Generating the inputs to SemiBin (from a metagenome)
Starting with a metagenome, you need to generate a contigs file (contigs.fa
) and a sorted BAM file (output.sorted.bam
) from mapping the metagenomic reads to the assembled contigs.
Step 1: Assemble it into a contigs FASTA file. In this case, we are using NGLess to combine FastQ preprocessing & assembly (using MEGAHIT, but any other system will work.
Step 2: Map reads to the FASTA file generated in Step 1.
Here is an NGLess
file that performs all these operations in a single script:
ngless "1.5"
import "samtools" version "1.0"
input = paired('reads_1.fq.gz', 'reads_2.fq.gz')

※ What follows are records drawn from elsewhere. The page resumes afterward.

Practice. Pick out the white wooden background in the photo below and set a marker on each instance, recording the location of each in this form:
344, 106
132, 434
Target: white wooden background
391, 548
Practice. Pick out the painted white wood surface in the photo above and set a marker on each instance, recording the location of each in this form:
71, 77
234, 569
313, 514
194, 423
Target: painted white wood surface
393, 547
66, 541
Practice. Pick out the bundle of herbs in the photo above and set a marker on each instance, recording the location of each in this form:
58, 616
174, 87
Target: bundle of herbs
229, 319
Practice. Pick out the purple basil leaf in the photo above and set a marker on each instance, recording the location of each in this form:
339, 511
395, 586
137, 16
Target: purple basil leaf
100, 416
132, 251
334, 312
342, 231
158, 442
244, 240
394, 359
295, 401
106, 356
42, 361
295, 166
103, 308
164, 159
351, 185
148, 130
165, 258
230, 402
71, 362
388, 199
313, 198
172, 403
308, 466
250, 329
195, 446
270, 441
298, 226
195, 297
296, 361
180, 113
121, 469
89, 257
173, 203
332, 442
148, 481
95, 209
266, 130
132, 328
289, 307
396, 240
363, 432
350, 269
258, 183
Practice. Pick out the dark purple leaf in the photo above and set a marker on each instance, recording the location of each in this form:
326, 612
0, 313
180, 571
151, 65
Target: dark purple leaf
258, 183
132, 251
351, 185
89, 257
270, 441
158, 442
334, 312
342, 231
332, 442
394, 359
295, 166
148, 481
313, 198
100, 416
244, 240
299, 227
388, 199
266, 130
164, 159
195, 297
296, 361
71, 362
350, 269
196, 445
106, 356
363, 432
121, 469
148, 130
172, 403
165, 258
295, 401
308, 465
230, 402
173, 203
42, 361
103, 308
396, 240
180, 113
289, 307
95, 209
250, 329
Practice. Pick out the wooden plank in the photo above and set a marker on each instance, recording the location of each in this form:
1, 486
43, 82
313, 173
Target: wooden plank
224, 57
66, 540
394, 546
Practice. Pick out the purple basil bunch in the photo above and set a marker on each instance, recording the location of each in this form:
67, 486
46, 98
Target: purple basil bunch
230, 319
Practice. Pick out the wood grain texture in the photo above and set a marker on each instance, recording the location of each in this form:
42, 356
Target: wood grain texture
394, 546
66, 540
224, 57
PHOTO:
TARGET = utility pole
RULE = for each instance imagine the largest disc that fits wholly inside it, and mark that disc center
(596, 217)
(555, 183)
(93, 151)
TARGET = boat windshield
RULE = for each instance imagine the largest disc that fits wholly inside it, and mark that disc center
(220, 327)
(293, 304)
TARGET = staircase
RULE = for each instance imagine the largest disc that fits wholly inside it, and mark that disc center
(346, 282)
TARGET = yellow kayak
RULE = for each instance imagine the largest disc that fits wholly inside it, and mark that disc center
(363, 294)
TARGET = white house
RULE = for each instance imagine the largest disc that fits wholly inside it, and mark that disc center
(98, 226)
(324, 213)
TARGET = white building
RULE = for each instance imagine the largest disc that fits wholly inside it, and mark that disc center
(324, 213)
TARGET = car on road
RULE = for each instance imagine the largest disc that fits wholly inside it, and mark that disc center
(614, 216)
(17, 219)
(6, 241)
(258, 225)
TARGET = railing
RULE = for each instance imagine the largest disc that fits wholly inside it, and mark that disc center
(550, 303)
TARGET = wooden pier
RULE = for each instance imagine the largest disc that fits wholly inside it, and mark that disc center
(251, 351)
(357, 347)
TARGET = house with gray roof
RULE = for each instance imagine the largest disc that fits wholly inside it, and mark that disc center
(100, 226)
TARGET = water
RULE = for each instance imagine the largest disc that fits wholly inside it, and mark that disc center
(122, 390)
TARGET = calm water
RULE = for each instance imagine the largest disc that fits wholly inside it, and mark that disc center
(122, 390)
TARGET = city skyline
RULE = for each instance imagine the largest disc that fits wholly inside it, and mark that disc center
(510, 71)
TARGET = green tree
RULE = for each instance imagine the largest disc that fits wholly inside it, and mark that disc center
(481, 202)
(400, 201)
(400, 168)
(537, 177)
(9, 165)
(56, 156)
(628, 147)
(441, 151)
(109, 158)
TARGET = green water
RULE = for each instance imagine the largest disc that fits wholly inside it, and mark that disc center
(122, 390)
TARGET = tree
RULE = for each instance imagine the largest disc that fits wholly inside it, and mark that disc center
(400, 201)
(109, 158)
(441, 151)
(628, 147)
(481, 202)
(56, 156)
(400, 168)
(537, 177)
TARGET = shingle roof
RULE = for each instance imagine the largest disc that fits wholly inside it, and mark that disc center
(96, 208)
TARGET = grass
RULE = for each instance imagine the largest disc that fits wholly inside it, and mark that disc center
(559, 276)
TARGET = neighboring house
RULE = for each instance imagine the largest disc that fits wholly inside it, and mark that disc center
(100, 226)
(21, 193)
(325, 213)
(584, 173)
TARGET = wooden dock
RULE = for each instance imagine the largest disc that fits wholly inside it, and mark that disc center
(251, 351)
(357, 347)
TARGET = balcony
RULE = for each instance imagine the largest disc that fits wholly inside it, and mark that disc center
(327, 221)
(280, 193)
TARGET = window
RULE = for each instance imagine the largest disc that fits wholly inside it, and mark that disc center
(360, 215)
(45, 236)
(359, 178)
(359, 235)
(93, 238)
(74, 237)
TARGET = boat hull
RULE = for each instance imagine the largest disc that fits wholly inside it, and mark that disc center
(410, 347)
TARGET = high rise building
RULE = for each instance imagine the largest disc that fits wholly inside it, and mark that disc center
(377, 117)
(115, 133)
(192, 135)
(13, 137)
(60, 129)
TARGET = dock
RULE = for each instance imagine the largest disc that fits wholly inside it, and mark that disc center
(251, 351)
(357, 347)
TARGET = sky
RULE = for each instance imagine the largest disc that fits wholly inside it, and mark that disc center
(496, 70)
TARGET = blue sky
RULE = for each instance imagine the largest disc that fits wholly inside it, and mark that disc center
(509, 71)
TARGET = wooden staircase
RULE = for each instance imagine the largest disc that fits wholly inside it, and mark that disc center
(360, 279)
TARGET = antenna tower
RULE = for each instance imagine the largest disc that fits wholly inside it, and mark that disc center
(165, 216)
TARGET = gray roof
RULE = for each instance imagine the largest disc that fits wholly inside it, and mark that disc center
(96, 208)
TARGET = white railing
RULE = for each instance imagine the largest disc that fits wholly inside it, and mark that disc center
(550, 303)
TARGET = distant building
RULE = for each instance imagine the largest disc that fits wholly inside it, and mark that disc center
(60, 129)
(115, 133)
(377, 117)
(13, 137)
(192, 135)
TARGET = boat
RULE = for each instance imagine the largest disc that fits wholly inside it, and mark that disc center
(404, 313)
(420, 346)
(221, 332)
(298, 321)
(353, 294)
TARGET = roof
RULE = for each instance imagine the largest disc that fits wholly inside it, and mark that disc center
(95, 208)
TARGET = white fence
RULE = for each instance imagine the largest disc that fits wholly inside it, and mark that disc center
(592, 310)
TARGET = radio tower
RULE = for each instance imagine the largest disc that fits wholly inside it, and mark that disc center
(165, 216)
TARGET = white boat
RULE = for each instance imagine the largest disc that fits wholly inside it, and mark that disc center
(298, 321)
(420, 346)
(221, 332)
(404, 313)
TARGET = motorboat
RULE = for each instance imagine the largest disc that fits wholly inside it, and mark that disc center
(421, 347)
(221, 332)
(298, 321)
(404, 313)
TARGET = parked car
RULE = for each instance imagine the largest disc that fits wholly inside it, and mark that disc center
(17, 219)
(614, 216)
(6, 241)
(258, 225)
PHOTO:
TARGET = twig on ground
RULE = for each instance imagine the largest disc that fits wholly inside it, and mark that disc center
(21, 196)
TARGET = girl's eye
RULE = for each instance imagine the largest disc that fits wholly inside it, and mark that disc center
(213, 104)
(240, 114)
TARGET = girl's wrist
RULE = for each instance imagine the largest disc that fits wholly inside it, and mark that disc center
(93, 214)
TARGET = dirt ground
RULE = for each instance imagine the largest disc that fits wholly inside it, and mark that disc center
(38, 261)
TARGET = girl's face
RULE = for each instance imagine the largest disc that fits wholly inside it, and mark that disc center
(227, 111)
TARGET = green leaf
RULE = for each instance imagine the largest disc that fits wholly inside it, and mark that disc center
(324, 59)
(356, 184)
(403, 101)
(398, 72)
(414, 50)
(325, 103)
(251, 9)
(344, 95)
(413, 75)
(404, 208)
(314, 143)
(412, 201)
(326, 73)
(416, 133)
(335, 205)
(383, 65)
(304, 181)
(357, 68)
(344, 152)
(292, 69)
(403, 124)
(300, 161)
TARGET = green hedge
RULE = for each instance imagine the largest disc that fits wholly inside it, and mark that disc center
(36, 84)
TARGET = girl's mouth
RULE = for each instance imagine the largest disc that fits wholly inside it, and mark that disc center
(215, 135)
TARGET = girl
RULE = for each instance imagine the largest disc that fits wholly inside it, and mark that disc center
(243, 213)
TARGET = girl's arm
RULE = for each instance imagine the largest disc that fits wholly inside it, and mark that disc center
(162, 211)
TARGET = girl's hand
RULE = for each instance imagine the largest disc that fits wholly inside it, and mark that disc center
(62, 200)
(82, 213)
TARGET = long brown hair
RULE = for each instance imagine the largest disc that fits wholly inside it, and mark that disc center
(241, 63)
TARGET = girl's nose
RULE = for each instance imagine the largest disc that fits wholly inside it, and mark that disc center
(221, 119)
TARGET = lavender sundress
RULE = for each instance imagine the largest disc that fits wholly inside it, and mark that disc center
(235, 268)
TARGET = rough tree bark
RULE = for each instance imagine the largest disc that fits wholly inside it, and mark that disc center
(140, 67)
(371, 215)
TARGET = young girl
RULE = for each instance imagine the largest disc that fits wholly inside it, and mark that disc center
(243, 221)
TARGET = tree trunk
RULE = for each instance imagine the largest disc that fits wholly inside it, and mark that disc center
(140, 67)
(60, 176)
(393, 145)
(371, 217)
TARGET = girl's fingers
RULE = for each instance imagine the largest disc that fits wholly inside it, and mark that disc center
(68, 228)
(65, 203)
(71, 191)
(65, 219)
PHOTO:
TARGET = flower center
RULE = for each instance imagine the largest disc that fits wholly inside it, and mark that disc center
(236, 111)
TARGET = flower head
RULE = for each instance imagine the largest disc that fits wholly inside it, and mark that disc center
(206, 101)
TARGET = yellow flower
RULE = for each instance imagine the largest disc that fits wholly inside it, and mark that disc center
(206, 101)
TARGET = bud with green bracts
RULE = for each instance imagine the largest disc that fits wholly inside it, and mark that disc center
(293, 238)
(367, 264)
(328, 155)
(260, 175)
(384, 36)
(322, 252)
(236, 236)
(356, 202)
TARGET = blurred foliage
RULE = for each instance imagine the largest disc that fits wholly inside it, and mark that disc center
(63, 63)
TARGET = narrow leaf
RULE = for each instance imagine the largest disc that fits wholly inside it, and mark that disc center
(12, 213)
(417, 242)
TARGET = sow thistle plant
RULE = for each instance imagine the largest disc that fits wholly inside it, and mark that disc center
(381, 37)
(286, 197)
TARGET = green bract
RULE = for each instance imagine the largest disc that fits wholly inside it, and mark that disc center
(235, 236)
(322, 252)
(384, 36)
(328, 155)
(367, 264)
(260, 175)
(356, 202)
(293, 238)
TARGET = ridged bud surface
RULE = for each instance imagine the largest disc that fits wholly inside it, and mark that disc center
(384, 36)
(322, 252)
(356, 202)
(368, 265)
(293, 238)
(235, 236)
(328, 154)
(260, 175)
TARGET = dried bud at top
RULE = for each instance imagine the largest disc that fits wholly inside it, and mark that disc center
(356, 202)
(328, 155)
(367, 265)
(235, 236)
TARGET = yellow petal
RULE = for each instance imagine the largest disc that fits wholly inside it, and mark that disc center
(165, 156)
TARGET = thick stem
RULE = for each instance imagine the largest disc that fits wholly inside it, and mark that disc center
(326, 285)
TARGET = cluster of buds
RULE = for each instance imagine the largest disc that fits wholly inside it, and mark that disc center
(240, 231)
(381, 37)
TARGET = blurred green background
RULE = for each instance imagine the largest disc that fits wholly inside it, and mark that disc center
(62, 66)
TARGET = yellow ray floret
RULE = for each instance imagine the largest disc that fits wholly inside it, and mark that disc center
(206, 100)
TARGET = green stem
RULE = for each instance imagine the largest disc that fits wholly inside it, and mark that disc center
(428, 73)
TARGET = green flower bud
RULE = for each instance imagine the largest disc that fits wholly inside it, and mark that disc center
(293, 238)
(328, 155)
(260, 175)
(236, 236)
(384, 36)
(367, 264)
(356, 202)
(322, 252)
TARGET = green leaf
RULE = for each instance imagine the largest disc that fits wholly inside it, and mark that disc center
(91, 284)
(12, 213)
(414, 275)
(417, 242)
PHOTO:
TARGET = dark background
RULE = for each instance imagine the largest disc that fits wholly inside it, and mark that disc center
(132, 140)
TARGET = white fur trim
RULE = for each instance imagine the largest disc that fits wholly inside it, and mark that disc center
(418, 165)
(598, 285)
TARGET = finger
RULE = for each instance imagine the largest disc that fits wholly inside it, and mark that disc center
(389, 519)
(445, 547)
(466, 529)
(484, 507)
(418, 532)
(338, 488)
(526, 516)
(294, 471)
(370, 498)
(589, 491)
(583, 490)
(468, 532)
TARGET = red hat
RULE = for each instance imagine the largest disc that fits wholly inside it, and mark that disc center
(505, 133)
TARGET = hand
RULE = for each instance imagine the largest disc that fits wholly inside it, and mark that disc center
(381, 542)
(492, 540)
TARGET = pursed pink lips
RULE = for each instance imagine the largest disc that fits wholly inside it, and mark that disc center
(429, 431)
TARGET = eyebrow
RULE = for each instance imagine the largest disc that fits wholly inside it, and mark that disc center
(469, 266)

input = preprocess(input) using |r|:
r = substrim(r, min_quality=25)
if len(r) < 45:
discard
contigs = assemble(input)
write(contigs, ofile='contig.fa')
mapped = map(input, fafile=contigs)
write(samtools_sort(mapped),
ofile='output.sorted.bam')
Mapping using bowtie2
You can also use bowtie2
directly, for example (using 4 threads, you can
adjust -p 4
as needed when calling bowtie2
):
bowtie2-build -f contig.fa contig.fa
bowtie2 -q --fr -x contig.fa -1 reads_1.fq.gz -2 reads_2.fq.gz -S contig.sam -p 4
samtools view -h -b -S contig.sam -o contig.bam
samtools view -b -F 4 contig.bam -o contig.mapped.bam
samtools sort contig.mapped.bam -o contig.mapped.sorted.bam
samtools index contig.mapped.sorted.bam
Generate cannot-link constraints using CAT (advanced)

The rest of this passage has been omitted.